Learning From Noisy Labels via Dynamic Loss Thresholding

Published: 01 Jan 2024, Last Modified: 30 Jan 2025IEEE Trans. Knowl. Data Eng. 2024EveryoneRevisionsBibTeXCC BY-SA 4.0
Abstract: Numerous researches have proved that deep neural networks (DNNs) can fit almost everything even given data with noisy labels, and result in poor generalization performance. However, recent studies suggest that DNNs tend to gradually memorize the data, moving from correct data to mislabeled data. Inspired by this finding, we propose a novel method named Dynamic Loss Thresholding (DLT). During the training process, DLT records the loss value of each sample and calculates dynamic loss thresholds. Specifically, DLT compares the loss value of each sample with the current loss threshold.
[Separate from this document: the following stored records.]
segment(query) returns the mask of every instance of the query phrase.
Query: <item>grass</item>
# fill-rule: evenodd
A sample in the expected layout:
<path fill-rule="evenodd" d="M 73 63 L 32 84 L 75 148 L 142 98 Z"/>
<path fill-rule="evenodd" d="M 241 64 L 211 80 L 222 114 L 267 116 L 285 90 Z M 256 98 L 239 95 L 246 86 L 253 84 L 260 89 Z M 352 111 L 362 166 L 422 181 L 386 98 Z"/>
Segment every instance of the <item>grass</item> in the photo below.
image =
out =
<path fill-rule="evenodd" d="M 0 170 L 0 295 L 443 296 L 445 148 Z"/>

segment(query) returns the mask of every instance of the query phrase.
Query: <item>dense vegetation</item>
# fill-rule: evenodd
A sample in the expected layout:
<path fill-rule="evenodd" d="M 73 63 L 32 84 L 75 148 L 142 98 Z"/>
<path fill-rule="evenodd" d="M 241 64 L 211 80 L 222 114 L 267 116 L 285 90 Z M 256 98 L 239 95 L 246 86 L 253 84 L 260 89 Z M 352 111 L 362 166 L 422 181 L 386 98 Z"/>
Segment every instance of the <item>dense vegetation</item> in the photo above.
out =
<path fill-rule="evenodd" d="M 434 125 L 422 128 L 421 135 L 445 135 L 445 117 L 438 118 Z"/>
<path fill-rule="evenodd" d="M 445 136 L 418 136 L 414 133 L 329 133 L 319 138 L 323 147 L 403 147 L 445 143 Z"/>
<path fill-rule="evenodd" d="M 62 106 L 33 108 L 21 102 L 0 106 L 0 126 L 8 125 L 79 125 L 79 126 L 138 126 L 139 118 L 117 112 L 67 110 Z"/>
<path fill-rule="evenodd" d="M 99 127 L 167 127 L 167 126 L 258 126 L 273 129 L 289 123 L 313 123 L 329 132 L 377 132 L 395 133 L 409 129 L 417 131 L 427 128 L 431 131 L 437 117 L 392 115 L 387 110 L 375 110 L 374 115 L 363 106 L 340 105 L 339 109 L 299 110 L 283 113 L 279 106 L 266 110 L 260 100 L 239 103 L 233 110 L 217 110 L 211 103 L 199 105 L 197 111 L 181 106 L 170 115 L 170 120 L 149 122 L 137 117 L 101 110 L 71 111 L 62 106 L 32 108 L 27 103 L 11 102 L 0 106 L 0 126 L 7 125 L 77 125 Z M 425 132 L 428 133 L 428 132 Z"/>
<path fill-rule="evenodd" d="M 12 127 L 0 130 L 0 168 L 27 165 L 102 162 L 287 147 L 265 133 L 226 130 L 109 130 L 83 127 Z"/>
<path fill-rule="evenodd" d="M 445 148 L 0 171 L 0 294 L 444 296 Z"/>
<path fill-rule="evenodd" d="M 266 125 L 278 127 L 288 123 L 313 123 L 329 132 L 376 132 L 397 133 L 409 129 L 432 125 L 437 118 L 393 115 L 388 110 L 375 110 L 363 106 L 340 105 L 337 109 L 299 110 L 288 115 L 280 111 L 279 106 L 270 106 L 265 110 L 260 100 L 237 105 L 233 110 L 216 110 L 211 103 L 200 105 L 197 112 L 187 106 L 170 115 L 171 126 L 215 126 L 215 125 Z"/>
Samples with smaller losses can be considered as clean samples with higher probability and vice versa. Then, DLT discards the potentially corrupted labels and further leverages self-training semi-supervised learning techniques. Experiments on CIFAR-10/100, WebVision and Clothing1M demonstrate substantial improvements over recent state-of-the-art methods. In addition, we investigate two real-world problems. First, we propose a novel approach to estimate the noise rates of datasets based on the loss difference between the early and late training stages of DNNs. Second, we explore the effect of hard samples (which are difficult to be distinguished) on the process of learning from noisy labels.